Writing Tips for Budding Writers – Plotting
While these writing tips have assisted people I’ve coached, I do not offer any guarantees. I merely hope it might help stoke the fire burning within and get you started on a writing journey.
This week we’re going to begin shaping the story into some semblance of order. Yes, we’re still in the pre-writing stage but we’re learning valuable lessons. I follow a very similar routine to that which I’m sharing with you even now. Yes, I’m aiming these posts at budding writers who haven’t had the nerve or the wherewithal to try writing their own stories, but the procedure works no matter where you are on your writing journey.
There are two types of writers, plotters or pantsers. A plotter is a very organised writer who maps out their story into clear and precise scenes or acts, then sets about writing the story. A pantser (writing by the seat of their pants) leaps in feet first and writes flat out, often jumping about between chapters as ideas occur. I’m a pantser. I’ve tried very hard to be a plotter but something restricts my brain from agreeing with this style of writing. The disadvantage of being a pantser is that much more time is required editing the story you’ve just finished writing to make sure you’ve tied up all the ends. A plotter would have those ends tied up in the plan s/he is following.
Your personality will probably dictate which type of writer you will be. If you are a very organised and methodical person, planning is likely to be your forte. If not, try just writing. There is no right or wrong way to plot your story, do whatever you feel comfortable with, least you lose some of your enthusiasm.
However you think you might write your story, its good to have some idea of the plot. I’m sure while you’ve been playing around with the characters you’ve come up with a few ideas of things that could happen to them. Note all these down now and get thinking about some more. What do those characters want? what is going to stop them achieving those desires? If your story is a romance, you need to come up with things that keep them apart, then bring them together. You need a dark moment which will rip them apart (apparently for ever) before resolving that darkness so they can achieve happiness together. In my story “Time to Bury the Past” I used my military hero’s commitment to his country to provide the dark moment. Kelsey cannot accept Zane has put his career ahead of the wellbeing of his teenage son.
Jot down every thing you can think of which could happen in that story inside your head.
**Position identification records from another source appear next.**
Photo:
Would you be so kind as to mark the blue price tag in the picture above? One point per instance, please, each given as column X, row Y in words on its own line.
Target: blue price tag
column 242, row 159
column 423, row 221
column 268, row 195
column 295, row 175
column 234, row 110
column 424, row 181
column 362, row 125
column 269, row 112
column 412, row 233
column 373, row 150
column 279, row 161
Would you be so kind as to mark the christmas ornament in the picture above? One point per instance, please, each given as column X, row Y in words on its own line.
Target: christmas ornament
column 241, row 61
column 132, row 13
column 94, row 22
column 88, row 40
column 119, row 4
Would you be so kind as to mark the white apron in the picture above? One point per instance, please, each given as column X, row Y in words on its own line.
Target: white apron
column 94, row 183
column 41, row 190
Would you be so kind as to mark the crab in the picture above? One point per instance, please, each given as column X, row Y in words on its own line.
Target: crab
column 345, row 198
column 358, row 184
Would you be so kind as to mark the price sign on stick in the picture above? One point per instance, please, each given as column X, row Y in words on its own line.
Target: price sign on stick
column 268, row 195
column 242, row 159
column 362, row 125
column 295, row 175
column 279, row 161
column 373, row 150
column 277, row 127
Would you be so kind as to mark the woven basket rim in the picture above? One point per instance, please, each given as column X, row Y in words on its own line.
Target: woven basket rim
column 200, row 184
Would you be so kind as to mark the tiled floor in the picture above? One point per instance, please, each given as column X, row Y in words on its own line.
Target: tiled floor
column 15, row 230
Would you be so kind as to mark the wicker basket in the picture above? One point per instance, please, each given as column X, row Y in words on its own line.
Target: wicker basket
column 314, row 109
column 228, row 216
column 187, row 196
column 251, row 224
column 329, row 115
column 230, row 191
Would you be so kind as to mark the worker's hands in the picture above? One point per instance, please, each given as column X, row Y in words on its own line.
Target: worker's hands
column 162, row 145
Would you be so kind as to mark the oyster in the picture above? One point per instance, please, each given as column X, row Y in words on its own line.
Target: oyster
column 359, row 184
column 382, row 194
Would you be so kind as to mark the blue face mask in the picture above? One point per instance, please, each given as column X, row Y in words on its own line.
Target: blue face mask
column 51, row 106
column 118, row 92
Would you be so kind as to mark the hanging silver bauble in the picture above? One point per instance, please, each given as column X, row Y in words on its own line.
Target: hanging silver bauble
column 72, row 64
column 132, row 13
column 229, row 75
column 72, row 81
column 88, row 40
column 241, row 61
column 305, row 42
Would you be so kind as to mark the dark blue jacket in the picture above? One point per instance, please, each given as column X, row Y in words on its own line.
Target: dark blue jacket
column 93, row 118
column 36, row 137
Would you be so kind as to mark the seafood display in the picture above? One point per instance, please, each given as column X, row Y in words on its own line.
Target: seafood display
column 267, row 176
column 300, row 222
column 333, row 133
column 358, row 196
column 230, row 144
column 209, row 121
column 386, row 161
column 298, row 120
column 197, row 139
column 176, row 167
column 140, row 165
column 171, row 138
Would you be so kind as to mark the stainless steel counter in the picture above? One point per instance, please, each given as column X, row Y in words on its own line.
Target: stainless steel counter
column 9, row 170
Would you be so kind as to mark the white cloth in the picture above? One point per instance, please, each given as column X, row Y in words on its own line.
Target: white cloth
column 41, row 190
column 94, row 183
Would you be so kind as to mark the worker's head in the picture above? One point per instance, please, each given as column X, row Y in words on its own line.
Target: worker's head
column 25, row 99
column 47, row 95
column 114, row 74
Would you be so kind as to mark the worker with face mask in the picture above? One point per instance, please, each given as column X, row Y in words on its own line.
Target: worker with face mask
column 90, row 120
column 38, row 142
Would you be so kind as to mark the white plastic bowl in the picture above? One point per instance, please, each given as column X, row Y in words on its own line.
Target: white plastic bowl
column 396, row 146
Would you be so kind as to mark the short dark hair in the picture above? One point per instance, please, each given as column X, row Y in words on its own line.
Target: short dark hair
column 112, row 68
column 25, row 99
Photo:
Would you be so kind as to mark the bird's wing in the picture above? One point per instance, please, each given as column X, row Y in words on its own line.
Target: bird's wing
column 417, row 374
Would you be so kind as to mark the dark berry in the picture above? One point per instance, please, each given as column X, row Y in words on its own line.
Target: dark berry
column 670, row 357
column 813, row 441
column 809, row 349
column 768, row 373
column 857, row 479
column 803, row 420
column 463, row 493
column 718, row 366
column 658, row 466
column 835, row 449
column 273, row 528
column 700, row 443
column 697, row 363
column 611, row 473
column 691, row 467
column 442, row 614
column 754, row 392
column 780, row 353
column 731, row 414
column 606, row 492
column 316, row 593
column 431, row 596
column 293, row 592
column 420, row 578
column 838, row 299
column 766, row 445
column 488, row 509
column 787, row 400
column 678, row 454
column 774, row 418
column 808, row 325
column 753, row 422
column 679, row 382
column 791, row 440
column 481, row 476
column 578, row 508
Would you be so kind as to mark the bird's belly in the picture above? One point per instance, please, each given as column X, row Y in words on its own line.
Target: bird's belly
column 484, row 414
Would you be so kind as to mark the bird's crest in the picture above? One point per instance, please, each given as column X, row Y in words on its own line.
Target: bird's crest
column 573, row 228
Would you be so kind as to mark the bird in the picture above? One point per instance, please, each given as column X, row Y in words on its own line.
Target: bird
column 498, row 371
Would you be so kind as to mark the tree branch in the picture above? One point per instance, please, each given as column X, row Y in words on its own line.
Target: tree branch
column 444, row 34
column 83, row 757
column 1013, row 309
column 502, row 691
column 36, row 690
Make note of big things and little things, you have a lot of action to fill in even for a 50,000 word story. Throw into the mix accidents, hurts, floods, earthquakes and other acts of God, reason to agree, reason to disagree, lost car keys, broken windows, broken down cars, misbehaving kids, misbehaving parents. Find some secondary characters who might mess things up. You might even have some conversations between your characters. Don’t care if some of these plot lines are crazy or unlikely. They’re only for you to see and its easy to scrap the ones which won’t work for you. Let your imagination go.